Soup is Too Thick: If your soup’s too thick for your liking, then simply add some boiling water and mix it through. You can do that to the whole lot in one go, or, if you’re storing the soup in the fridge until you want to serve individual portions, then you can add a splash of hot or cold water when you come to re-heat it.
At the point where the vegetables are cooked and the vegetables are still chunky, I like to serve a bowl at this point as vegetable stew – and, throw in a dumpling. I whipped up a Vegetable Stew With Quick Herby Dumpling using flour and olive oil to go with this! I then mashed down the remainder as my soup. One pot, two dishes!
Serve Soup With:
You don’t need me to tell you what to serve soup with! Any bread, bought or home made. Toast. Croutons. It’s just soup, I’m sure you can work out what to do with it now!
Storing Home Made Soup:
Decant the soup into a storage jug and place it in the fridge. I like to use my microwave soup mugs – as I can then use the same mug to microwave the soup later, or even throw them in the freezer if I don’t get round to eating it all. If you’re going to be serving yourself single portions of soup from what you’ve made, then it’s probably better to store it in a jug in the fridge as that makes it easier to pour out a portion for yourself.
Therefore, either portion the soup up, or keep the whole lot in a jug.
Q: How long will soup keep in the fridge?
A: I’d keep a simple vegetable soup in the fridge for 3-4 days. It’s just vegetables, nothing “dangerous” that might give you food poisoning.
Q: This recipe is without salt – doesn’t it taste bland?
A: I’ve always cooked without salt, I also don’t add salt to food at the table. Also – it includes stock cubes, which can be quite heavy on the salt, so there’s no need for extra. These days there’s more emphasis on people reducing salt intake. Personally, I can taste every individual vegetable when I cook; I will be able to taste this as fresh vegetable soup without salt. For those who simply can’t live without it, or feel food is “bland” without salt, then they are free to add as much as they like at the beginning or the end of cooking. I am not a “Salt Free” flag waver, I’ve simply been brought up not using it and if you like what you know there’s no need to change!
Q: My slow cooker doesn’t have a high setting – what can I do?
A: Put simply, on high things cook hotter, so twice as fast as low, I’ve written a post about this: High or Low?
Q: Can you freeze slow cooker vegetable soup?
A: Yes.
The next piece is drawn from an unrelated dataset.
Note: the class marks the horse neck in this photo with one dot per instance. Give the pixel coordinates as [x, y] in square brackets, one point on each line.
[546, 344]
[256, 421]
You can freeze it once it’s cold, or after a few days when you realise you’re never going to get round to eating it all! A quick way of freezing it that’s easy is to have a roll of freezer bags and some old margarine tubs (lids not required). Line the margarine tub with a freezer bag, put a portion of soup inside the bag and seal it (knot it, or use plastic clips). Place the soup in the freezer and once it’s frozen (overnight or the next day’s fine), simply lift the bag out of the margarine tub and it’s a nice neatly shaped package to keep in the freezer. Label it if you don’t want to forget what you’ve got! You can defrost it in the fridge when you want to eat it, then re-heat it, or even re-heat it from frozen in a saucepan or microwave. It’s vegetables, nothing to kill you, all you need do is reheat it until it’s hot all the way through!
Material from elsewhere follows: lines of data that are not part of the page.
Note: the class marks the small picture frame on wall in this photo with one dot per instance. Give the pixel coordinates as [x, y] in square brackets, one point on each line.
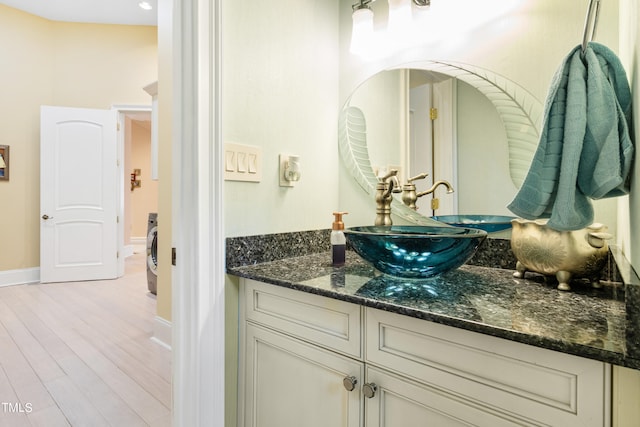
[4, 162]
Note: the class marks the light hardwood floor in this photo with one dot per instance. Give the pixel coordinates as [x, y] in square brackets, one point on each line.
[80, 354]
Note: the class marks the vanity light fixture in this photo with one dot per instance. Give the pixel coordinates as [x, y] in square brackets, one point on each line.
[362, 33]
[398, 26]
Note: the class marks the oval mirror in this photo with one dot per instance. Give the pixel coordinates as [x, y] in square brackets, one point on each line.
[455, 122]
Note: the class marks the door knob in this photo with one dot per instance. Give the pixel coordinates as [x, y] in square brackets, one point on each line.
[369, 390]
[349, 383]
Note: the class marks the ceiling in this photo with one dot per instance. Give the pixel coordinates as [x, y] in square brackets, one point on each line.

I bought the vegetables ready prepared, but at half price. If I’d paid full price they’d have cost £1.50. The tomatoes were Waitrose basics tomatoes (very thick tomato sauce, highly recommended) and I paid £0.25 for those some months ago as part of a 4-pack on a weekend offer. Stock cubes were probably about £0.10 (guessing/no idea, it’s very little) and I guess I should add in £0.10 for the swilling out of the sauce jar. Total cost is therefore, full price, £1.95 – and it’ll make 4-6 portions (depending which bowl I tip it into). I actually paid £1.20 as I bought the vegetables at a reduced price. If you peel/chop your own miscellaneous vegetables then the cost drops further, probably closer to £0.80 for everything!
Well, this is vegetables – some of it’s got to count! Yes, of the root vegetables, the carrots, swede, onions and leeks count. Also, the tin of tomatoes is a valid 5-a-day item. So, I must get some brownie points there for that I guess!